Wat is klein en wat is groot? En wat is nog kleiner of nog groter?
Deze opdracht gaat over het onderzoeken van spullen uit de natuur.
Inleiding:
Bespreek met de kinderen wat groot is en wat klein is.

“Ben jij nog klein of ben jij al groot? Je bent kleiner dan je moeder, maar je bent groter dan een baby.” Laat een voorwerp zien, bijvoorbeeld een boek.
Vraag de kinderen om de beurt een voorwerp uit de klas aan te wijzen dat kleiner is dan het boek en daarna iets dat groter is dan het boek. Wat is het allerkleinste voorwerp in de klas? Wat is het allergrootste voorwerp in de klas? Ga vervolgens naar buiten.

1 Teken op de grond een kleine cirkel voor het kleine kikkertje en een reuzencirkel voor de reusachtige reiger.
Vraag de kinderen iets kleins te zoeken uit de natuur en als cadeautje voor kleine kikkertje in de kleine cirkel te leggen.
Laat ze daarna iets groots zoeken als cadeau voor de reusachtige reiger en in de reuzencirkel leggen.

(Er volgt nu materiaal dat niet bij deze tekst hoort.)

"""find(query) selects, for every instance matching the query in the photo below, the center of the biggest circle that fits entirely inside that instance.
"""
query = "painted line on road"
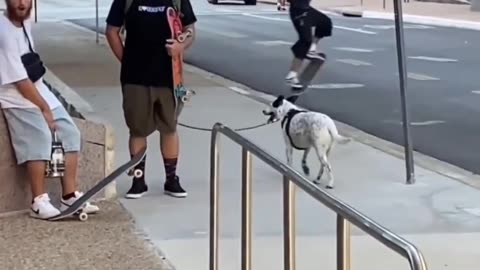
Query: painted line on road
(434, 59)
(270, 43)
(353, 62)
(358, 30)
(420, 77)
(392, 26)
(221, 33)
(418, 124)
(349, 49)
(336, 85)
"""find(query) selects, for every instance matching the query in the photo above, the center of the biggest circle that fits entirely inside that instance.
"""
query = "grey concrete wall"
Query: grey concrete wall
(96, 159)
(475, 5)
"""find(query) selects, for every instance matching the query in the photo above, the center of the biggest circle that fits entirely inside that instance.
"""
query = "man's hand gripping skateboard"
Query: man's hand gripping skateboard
(175, 48)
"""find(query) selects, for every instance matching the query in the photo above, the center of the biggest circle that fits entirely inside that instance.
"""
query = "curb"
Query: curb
(428, 20)
(78, 107)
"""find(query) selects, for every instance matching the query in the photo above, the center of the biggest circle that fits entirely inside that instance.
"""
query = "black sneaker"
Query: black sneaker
(138, 189)
(174, 189)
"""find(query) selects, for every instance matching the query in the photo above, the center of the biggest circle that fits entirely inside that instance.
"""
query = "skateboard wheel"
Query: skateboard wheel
(83, 216)
(138, 173)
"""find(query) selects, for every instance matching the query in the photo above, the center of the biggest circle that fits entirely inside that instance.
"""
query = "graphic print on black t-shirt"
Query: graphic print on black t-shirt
(145, 58)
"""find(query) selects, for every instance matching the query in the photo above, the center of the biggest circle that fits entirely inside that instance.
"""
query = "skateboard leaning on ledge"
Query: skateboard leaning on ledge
(74, 209)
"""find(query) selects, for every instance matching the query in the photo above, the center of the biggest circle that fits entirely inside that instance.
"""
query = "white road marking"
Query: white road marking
(358, 30)
(264, 17)
(435, 59)
(354, 62)
(225, 10)
(239, 90)
(421, 77)
(273, 42)
(473, 211)
(336, 85)
(422, 123)
(221, 33)
(349, 49)
(392, 26)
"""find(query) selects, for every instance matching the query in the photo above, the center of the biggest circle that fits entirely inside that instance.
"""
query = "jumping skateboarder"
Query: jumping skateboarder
(304, 18)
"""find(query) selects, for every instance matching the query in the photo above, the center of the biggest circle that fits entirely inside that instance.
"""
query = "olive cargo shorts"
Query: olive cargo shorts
(147, 109)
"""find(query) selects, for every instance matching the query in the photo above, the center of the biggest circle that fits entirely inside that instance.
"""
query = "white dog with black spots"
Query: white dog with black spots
(304, 130)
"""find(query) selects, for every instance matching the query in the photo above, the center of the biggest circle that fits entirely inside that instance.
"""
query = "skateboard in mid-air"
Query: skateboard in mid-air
(176, 28)
(75, 208)
(307, 75)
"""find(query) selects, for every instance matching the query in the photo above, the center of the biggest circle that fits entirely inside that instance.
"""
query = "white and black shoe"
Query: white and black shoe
(173, 188)
(42, 208)
(314, 55)
(292, 80)
(138, 188)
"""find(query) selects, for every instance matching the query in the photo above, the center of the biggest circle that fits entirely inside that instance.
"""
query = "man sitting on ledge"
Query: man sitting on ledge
(32, 112)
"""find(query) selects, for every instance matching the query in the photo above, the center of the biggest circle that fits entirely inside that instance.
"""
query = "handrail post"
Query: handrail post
(343, 243)
(214, 174)
(288, 224)
(246, 209)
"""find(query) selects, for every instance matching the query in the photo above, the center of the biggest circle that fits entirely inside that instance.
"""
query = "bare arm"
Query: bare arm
(115, 41)
(30, 92)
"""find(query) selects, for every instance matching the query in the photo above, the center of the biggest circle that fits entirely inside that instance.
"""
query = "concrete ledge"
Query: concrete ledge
(96, 158)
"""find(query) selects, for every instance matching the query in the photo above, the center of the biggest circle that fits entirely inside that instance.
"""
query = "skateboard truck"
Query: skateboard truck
(56, 165)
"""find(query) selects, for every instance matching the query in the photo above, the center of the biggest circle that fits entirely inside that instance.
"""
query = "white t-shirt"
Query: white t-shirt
(14, 44)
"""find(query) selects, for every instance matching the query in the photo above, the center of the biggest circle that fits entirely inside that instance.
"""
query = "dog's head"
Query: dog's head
(279, 108)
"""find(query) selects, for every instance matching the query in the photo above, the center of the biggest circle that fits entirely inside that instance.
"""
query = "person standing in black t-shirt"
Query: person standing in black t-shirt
(147, 80)
(304, 17)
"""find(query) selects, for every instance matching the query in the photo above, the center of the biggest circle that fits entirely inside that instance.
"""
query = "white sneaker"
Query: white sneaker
(87, 208)
(42, 208)
(292, 79)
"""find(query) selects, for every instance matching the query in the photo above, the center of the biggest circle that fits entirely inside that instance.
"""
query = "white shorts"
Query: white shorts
(31, 137)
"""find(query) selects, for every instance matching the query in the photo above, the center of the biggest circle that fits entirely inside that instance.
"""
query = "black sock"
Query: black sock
(170, 168)
(68, 196)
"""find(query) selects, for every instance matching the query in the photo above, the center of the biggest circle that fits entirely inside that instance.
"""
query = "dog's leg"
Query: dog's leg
(329, 171)
(320, 153)
(289, 153)
(305, 167)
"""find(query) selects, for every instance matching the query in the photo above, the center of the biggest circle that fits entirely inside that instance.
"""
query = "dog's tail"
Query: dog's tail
(332, 129)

2 Bekijk met elkaar de cadeautjes in de twee cirkels. Zijn alle kleine voorwerpen even groot? Zijn alle grote voorwerpen even groot?

3 Welk cadeautje is het allerkleinst? Haal dat voorwerp uit de kleine cirkel en leg neer als eerste van een reeks. Laat alle voorwerpen uit de kleine cirkel van links naar rechts op volgorde van grootte leggen.

4 Maak een tweede reeks van klein naar groot met de grote voorwerpen uit de reuzencirkel.

5 Kunnen de kinderen iets vinden dat nog kleiner is dan het allerkleinste cadeautje voor het kleine kikkertje en iets dat nog groter is dan het allergrootste cadeau voor de reusachtige reiger?
Leg het allerkleinste voorwerp dat gevonden is midden in de kleine cirkel en het allergrootste voorwerp in de reuzencirkel als geschenk.